This is an sftp issue, but you said you were using ftp - not the same thing. Do both users use sftp, or does one use regular ftp?Oops sorry I was assuming sftp since (correct me if I'm wrong) FC3 only comes with sftp. But yes both users were using sftp in all applications.
sftp clients will often set the permissions of the uploaded file to the same permissions as the original file on the source computer. Regular ftp clients don't usually do this. You may be able to work around the problem at the client end. If all else fails, you could always set up a cron job to periodically set the group write bit on all files in that directory.

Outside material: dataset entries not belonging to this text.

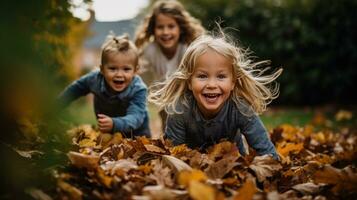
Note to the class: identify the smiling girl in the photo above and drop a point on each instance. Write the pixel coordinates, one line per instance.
(216, 93)
(119, 94)
(163, 38)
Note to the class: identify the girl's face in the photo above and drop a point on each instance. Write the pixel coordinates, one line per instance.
(166, 32)
(119, 71)
(212, 82)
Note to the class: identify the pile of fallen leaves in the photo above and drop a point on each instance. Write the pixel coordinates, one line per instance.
(313, 165)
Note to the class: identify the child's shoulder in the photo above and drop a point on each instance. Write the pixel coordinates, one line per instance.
(138, 83)
(242, 106)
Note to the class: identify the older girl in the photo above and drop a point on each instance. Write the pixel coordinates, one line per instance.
(215, 94)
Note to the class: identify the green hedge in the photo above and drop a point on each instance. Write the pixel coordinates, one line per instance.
(313, 40)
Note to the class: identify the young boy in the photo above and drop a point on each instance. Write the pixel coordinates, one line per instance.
(119, 94)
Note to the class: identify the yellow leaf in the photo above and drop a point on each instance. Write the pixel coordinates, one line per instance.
(201, 191)
(247, 191)
(87, 143)
(103, 178)
(343, 115)
(185, 177)
(71, 191)
(177, 150)
(82, 160)
(285, 148)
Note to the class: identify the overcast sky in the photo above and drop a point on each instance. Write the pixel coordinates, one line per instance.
(109, 10)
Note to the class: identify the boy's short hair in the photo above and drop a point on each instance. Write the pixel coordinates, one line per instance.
(119, 44)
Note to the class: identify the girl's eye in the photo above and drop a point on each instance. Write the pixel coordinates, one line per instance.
(221, 76)
(127, 69)
(201, 76)
(171, 26)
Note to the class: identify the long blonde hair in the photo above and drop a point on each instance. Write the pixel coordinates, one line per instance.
(190, 27)
(251, 86)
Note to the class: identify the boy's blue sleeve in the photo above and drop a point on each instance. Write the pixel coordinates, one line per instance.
(76, 89)
(175, 129)
(257, 136)
(135, 115)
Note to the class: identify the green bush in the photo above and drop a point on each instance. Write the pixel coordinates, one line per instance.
(314, 41)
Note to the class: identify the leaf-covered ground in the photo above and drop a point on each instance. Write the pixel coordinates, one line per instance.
(314, 164)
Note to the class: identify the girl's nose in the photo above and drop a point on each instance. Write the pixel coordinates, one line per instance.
(119, 73)
(211, 83)
(166, 30)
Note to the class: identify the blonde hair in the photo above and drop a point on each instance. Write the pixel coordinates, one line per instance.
(119, 44)
(190, 28)
(251, 86)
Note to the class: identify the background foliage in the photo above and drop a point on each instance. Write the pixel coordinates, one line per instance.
(313, 40)
(39, 41)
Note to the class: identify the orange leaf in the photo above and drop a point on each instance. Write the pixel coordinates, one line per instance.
(185, 177)
(247, 191)
(285, 148)
(201, 191)
(343, 180)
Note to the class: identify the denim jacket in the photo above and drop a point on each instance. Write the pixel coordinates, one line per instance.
(127, 108)
(192, 129)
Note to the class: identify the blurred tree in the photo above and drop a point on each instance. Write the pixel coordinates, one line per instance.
(314, 41)
(39, 41)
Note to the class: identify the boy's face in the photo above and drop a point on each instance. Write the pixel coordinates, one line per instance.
(212, 82)
(118, 71)
(166, 31)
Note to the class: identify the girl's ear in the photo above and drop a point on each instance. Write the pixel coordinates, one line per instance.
(189, 84)
(101, 68)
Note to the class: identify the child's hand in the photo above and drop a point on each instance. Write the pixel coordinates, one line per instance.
(105, 123)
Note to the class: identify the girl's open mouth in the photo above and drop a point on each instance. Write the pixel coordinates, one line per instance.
(119, 82)
(211, 97)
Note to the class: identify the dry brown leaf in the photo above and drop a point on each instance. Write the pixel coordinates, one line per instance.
(342, 179)
(103, 178)
(71, 191)
(146, 168)
(161, 174)
(179, 150)
(123, 165)
(222, 167)
(82, 160)
(155, 149)
(264, 166)
(285, 148)
(159, 192)
(221, 149)
(175, 163)
(307, 188)
(201, 191)
(343, 115)
(247, 191)
(185, 177)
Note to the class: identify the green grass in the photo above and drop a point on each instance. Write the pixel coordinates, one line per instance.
(81, 112)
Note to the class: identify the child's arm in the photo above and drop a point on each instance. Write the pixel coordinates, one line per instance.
(175, 129)
(76, 89)
(134, 117)
(257, 136)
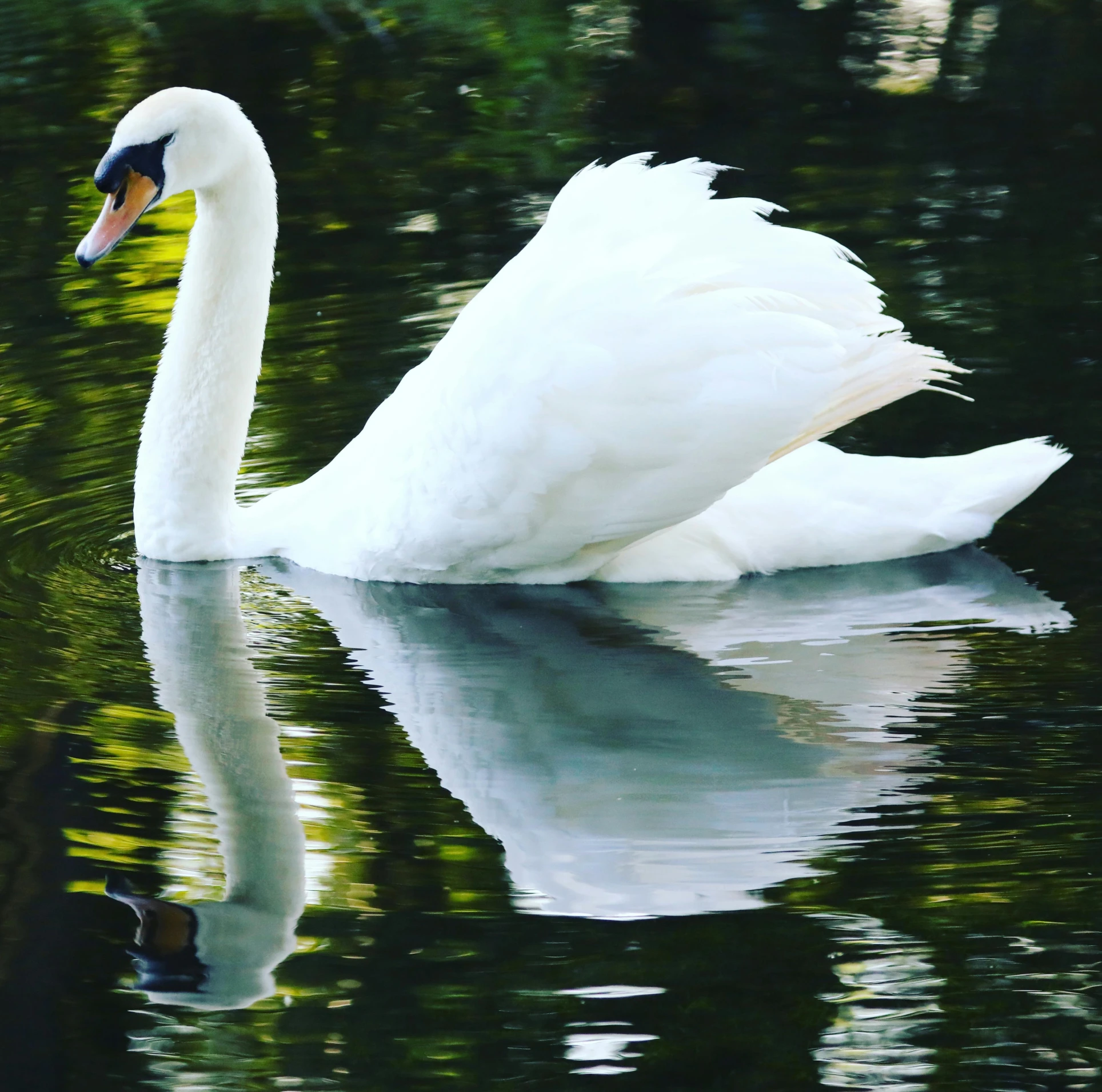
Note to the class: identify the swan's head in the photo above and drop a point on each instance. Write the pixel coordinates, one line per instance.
(175, 140)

As of now on our production box the network admin has FC3 set up. If anyone wants to download a file we have to ssh in chown the file to the owner being the person who wants to work on it. Then download the file and change the owner back. There has to be a secure way around this so that people in the same group do not have to ssh into the box and change the permissions of the file every time they want to work on the file and still have Apache act normal not giving the 403 error.
Do you have SELinux enabled?Yes it is enabled. I've done the ls -aZ command and everything looks right. The only thing I have done to the directory is chgrp to my web group 'www', chmod it to 2775, and chown it to root.www. I'm not quite sure why Apache is complaining. The other directories I have set up with the <VirtuaHost> config don't complain (granted I haven't chgrp, chmod, or chown'ed them yet).
Look in /var/log/messages to see if there are any selinux errors relating to that directory when you try to access it.
Looked and there aren't any error messages. Apache is running with httpd_t and all the directories and files are httpd_t as well.